Professor Schellnhuber thought it was lucky for him to be able to discuss his ideas with these influential people.

The Paris Agreement, and...

His studies and approaches changed the public's awareness of global warming countermeasures over 20 years. And finally, the Paris Agreement was presented at COP21 in 2015. Member countries promised to achieve the 2-degree C target together.

However, this is not the end. We just reached the starting point in addressing various environmental issues.
Carbon dioxide emissions have been increasing. Although the target is 2 degrees C, the average temperature has already increased by 1 degree C compared with that before the industrial revolution. During the past 20 years, the environment has significantly deteriorated. If we continue discharging carbon dioxide at the current level, the temperature will continue to rise.
According to the calculation, it would be difficult to meet the 2-degree target without decreasing carbon dioxide emissions by 2020 and achieving zero emissions by the latter half of the 21st century.

What should we do to prevent this? The remaining global carbon budget is about 600 billion tons. Professor Schellnhuber pointed out that we need to use this wisely. We need to fundamentally shift our social structure away from dependence on fossil fuel to something else in order to reduce carbon dioxide emissions to within the acceptable range.
He says that this all depends on individual decisions. People need to try hard to do things that restrain carbon dioxide emissions in their day-to-day lives. For example, when we go shopping, we should choose products whose manufacture reduces carbon dioxide emissions. Manufacturers also need to change their systems.
It is also important to support leaders who are actively working on global warming countermeasures. Professor Schellnhuber suggests that everyone think about this during elections. He is dreaming about a world in which individuals make proper decisions regarding carbon dioxide emissions and in which individual movement will lead to social activity.

Mission as a scientist

As is stated above, Professor Schellnhuber has not only carried out research as a scientist, but has also tried hard to provide his results to the world. He has worked in cooperation with influential people and has contributed through political activity as well.

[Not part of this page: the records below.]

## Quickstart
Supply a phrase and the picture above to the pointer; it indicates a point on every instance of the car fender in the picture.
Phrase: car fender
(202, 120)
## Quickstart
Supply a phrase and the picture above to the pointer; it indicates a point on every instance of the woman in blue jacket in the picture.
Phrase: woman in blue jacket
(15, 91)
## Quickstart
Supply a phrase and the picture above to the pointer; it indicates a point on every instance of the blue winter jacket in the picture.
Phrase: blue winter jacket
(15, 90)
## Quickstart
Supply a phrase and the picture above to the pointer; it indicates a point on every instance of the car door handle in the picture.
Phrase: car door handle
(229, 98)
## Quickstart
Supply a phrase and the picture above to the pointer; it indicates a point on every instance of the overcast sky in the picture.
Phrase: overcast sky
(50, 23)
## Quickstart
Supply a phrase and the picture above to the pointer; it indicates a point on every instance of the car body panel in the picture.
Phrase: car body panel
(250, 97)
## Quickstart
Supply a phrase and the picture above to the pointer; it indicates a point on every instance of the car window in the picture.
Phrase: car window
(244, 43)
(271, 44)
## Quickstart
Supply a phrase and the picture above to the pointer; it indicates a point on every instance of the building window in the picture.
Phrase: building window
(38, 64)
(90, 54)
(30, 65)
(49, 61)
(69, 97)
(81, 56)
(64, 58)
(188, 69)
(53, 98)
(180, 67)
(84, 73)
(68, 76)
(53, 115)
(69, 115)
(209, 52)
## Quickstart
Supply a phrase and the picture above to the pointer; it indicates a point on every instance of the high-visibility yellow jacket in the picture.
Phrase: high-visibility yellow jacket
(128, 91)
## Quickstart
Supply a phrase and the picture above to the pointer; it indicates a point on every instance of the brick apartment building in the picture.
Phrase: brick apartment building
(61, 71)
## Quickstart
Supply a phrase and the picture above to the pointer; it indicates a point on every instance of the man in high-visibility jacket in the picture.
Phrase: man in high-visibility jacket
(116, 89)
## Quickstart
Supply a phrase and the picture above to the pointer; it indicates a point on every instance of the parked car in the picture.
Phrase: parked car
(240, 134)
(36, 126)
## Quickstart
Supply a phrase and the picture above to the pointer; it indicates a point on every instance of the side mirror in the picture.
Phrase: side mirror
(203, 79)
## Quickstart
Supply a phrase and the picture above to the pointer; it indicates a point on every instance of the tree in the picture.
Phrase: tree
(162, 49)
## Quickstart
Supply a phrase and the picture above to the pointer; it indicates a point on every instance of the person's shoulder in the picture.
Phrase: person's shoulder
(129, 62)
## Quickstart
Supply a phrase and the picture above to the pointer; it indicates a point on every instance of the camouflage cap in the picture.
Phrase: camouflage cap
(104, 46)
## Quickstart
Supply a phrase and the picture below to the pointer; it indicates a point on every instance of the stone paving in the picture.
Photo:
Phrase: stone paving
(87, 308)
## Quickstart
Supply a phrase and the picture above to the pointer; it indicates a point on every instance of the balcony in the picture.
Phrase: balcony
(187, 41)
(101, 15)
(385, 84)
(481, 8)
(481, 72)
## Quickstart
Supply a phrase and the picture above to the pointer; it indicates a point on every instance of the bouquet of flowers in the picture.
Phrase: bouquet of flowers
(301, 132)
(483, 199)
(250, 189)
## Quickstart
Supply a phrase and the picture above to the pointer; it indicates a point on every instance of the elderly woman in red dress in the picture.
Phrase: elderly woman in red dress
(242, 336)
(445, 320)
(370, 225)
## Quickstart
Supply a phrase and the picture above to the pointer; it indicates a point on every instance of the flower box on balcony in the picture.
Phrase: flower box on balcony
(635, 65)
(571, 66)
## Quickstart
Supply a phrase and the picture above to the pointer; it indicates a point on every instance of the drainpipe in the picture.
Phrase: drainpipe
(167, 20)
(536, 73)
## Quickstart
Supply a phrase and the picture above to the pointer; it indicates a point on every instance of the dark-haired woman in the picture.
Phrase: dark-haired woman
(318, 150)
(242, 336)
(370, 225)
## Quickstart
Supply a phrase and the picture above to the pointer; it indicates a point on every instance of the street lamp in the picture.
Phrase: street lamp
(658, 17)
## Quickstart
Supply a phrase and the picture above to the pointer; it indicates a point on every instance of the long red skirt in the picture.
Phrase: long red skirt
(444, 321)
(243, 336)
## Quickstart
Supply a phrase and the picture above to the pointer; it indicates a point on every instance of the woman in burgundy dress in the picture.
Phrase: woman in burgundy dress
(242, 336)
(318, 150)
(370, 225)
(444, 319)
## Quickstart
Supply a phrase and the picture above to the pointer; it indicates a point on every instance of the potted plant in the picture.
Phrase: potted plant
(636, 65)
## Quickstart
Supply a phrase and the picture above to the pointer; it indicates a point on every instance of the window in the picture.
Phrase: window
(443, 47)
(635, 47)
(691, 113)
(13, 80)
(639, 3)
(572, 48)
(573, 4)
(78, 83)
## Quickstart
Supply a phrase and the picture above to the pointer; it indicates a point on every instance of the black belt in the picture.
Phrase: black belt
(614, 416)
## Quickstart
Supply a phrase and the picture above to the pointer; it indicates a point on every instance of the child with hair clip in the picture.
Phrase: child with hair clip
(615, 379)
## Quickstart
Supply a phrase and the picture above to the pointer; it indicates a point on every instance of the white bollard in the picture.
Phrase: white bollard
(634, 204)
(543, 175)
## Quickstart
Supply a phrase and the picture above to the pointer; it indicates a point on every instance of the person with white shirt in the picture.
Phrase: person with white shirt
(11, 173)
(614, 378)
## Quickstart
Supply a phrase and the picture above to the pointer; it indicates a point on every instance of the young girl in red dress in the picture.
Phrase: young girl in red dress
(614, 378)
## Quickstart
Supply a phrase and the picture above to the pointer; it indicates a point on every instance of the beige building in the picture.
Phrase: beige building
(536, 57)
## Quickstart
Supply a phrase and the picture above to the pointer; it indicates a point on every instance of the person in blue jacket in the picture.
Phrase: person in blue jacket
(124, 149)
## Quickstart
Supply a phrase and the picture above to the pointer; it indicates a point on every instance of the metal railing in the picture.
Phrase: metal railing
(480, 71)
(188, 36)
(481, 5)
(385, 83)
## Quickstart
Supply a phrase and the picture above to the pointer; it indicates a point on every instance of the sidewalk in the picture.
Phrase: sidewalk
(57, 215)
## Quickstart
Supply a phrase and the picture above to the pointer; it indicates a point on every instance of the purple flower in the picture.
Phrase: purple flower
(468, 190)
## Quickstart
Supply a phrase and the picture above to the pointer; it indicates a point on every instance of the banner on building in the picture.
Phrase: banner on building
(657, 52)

While he realizes some disagree with the idea that a scientist should be involved in such activities, he believes it is important. During World War II, scientists took the attitude that they were not responsible for how the results of their research were used. They did not take responsibility even if their research was used to create weapons of mass destruction.

Professor Schellnhuber believes that such attitude is far from correct and is a sin. Scientists know the meaning of their research more than anyone else, so they cannot be free from responsibility for its impact on society. He believes that it is the mission of scientists to become politically involved when necessary to help the world understand the dangers of misuse as Einstein did after World War II.

One of his works

One of his works

Professor Schellnhuber is sometimes stressed out, but his 9-year-old son always cheers him up. This little boy encourages him to move forward to solve problems for the future.
Professor Schellnhuber thinks his generation received a lot of benefits and opportunities, and that they also need to ensure that the next generation has the same benefits and opportunities. This does not necessarily mean improving the situation. It means not allowing it to worsen. While understanding that this is quite difficult, he believes that he has the obligation to try his best.